To see if it works, I used this test program:

# test_lowess.tcl --
#     Generate a data set with noisy data and perform
#     the LOESS or LOWESS regression. The test is that
#     the resulting curve looks like the nominal sine.
#
package require Plotchart

source lowess.tcl

pack [canvas .c -width 600 -height 600]
set p [::Plotchart::createXYPlot .c {0.0 10.0 2.0} {-3.0 3.0 1.0}]

$p dataconfig data -type symbol
$p dataconfig curve -colour red
$p dataconfig estimate -colour blue

for {set i 0} {$i < 100} {incr i} {
    set x [expr {$i/10.0}]
    set y [expr {sin($x) + 2.0 * (rand() - 0.5)}]
    set z [expr {sin($x)}]

    $p plot data  $x $y
    $p plot curve $x $z

    lappend xvalues $x
    lappend yvalues $y
}

set estimates [::math::statistics::loess $xvalues $yvalues]

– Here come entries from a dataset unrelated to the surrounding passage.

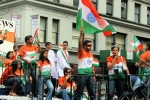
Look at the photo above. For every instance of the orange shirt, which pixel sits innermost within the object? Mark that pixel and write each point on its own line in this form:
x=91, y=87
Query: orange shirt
x=145, y=55
x=61, y=81
x=7, y=62
x=27, y=48
x=6, y=73
x=15, y=55
x=110, y=59
x=19, y=73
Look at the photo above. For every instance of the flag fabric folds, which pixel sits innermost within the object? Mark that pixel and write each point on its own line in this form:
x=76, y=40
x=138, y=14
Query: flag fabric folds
x=88, y=17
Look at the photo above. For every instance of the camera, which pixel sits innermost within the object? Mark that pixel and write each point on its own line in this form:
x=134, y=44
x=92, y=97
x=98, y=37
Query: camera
x=116, y=71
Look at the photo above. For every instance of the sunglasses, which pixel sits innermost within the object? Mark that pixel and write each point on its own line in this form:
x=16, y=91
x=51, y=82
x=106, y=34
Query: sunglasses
x=89, y=45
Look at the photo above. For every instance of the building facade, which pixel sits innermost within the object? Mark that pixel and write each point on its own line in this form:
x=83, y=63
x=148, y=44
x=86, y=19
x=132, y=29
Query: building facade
x=57, y=22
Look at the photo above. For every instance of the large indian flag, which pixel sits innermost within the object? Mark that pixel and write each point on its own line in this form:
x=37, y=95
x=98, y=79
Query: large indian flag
x=9, y=42
x=88, y=18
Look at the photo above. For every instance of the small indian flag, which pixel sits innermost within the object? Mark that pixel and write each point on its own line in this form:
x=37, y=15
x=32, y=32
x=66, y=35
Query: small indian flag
x=2, y=53
x=86, y=95
x=4, y=30
x=35, y=37
x=95, y=63
x=23, y=80
x=137, y=43
x=89, y=18
x=33, y=57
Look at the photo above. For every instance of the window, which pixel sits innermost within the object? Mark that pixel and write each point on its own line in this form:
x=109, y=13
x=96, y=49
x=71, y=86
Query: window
x=124, y=9
x=76, y=3
x=42, y=33
x=75, y=37
x=148, y=15
x=137, y=13
x=55, y=31
x=57, y=1
x=117, y=39
x=109, y=7
x=143, y=41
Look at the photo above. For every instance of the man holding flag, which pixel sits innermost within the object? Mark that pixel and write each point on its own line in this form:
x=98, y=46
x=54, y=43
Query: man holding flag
x=28, y=53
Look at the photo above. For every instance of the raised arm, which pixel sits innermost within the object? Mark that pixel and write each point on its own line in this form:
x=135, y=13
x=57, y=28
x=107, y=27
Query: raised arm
x=80, y=40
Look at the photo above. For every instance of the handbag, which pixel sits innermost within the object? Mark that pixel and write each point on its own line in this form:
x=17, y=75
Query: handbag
x=124, y=67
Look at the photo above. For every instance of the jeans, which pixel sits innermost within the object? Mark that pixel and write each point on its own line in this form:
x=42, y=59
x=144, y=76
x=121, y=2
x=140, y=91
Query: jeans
x=64, y=95
x=83, y=81
x=148, y=90
x=30, y=71
x=11, y=81
x=50, y=87
x=118, y=84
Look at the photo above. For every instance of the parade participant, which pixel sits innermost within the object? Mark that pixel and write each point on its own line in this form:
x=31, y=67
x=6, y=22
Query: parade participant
x=9, y=59
x=145, y=63
x=64, y=85
x=86, y=70
x=44, y=78
x=28, y=53
x=62, y=58
x=116, y=65
x=52, y=58
x=12, y=77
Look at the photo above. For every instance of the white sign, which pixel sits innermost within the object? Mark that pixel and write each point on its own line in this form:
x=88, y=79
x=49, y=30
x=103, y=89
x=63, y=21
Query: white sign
x=10, y=25
x=34, y=24
x=9, y=42
x=16, y=19
x=129, y=54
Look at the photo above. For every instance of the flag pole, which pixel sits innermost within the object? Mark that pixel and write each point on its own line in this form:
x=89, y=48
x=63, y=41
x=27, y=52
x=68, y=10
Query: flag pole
x=81, y=22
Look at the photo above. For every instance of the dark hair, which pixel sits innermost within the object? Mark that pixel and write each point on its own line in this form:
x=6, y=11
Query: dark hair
x=65, y=42
x=115, y=46
x=86, y=42
x=148, y=45
x=14, y=46
x=42, y=57
x=7, y=55
x=66, y=69
x=27, y=38
x=47, y=43
x=14, y=65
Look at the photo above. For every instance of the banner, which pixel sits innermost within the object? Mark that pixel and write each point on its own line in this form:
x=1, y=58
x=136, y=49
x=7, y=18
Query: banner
x=16, y=18
x=34, y=24
x=9, y=42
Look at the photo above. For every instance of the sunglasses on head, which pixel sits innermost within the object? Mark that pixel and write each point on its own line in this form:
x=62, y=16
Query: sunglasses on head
x=89, y=45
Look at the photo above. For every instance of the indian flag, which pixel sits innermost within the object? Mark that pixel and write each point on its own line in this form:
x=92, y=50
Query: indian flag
x=95, y=63
x=137, y=43
x=2, y=53
x=88, y=18
x=23, y=80
x=4, y=30
x=35, y=37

foreach x $xvalues y $estimates {
    $p plot estimate $x $y
}

The result, for a particular run, was:

Result LOESS

In this picture, the red line is the underlying curve without noise and the blue line is curve after smoothing via the given code. I used the default parameter value - use 10% of the total set.

Notes: This technique is mostly useful for enhancing scatter plots, though you could use the new y values for interpolation.

Also, the data need to be sorted in ascending order with respect to the x values. Otherwise selecting the various subsets would become more complex.